Si Fulan
membeli sebidang tanah dari temannya. Pada suatu saat, ia mencangkul tanah itu
untuk menanam pohon. Cangkulnya membentur benda keras. Ternyata benda itu
adalah belanga berisi emas. Benda itu peninggalan purbakala.
Fulan
membawa belanga berisi emas itu kepada penjual tanah. “Aku menemukan emas di
tanahmu,” katanya. “Tanahku sudah kujual kepadamu. Maka tanah itu adalah
tanahmu, bukan tanahku,” kata penjual tanah.
“Aku
membeli tanahmu, tidak membeli isinya. Belanga berisi emas ini kutemukan di
dalam tanah yang kau jual kepadak. Jadi, belanga ini milikmu karena yang kubeli
hanya tanahmu, bukan emasmu.”
“Aku
menjual tanah berikut isi di dalamnya termasuk emas ini. Maka, jadilah emas itu
milikmu.”
Keduanya
berdebat. Masing-masing tidak mau mengakui belanga berisi emas itu miliknya.
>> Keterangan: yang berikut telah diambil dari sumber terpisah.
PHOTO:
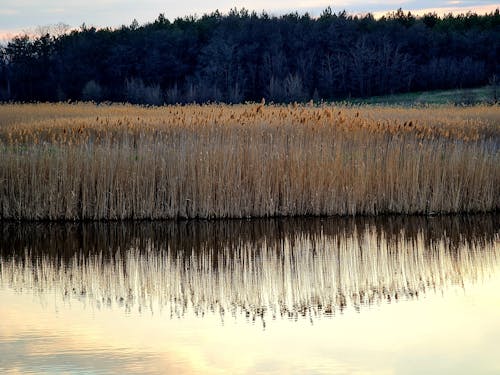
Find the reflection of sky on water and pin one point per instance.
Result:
(452, 329)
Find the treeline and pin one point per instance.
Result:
(244, 56)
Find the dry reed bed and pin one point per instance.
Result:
(119, 162)
(299, 274)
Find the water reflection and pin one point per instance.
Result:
(259, 269)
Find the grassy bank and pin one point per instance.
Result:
(457, 97)
(122, 162)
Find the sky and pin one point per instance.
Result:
(19, 16)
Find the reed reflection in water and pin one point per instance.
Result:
(265, 268)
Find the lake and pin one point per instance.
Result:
(383, 295)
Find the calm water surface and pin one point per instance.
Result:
(308, 296)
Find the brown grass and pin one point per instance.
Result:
(122, 162)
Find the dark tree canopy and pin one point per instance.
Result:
(244, 56)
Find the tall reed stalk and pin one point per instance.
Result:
(62, 162)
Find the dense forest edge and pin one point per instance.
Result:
(244, 56)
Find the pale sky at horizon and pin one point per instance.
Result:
(17, 16)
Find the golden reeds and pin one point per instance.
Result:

Mereka takut barang yang bukan miliknya.
“Kita
tidak akan bisa memutuskan masalah ini,” kata Fulan setelah berdebat
berkepanjangan dengan penjual tanah itu. “Sebaiknya kita bawa ke pengadilan
saja. Biarlah hakim yang memutuskan siapa pemilik emas ini.”
“Setuju.”
Keduanya lalu pergi ke pengadilan. Ternyata hakim juga tidak bisa memutuskan
perkara itu.
“Apa
kau punya anak laki-laki, hai Fulan?” Tanya hakim.
“Ya,
Tuan Hakim. Saya punya anak seorang laki-laki,” jawab Fulan.
“Kau
punya anak perempuan?” Tanya hakim kepada penjual tanah.
“Saya
punya seorang anak perempuan, Tuan Hakim.”
“Kalau
begitu, nikahkanlah mereka. Emas dalam belanga itu menjadi milik mereka
berdua.”
Fulan
dan penjual tanah setuju dengan keputusan hakim itu. Mereka menikahkan anak
mereka. Kedua pengantin itulah pemilik emas temuan Fulan.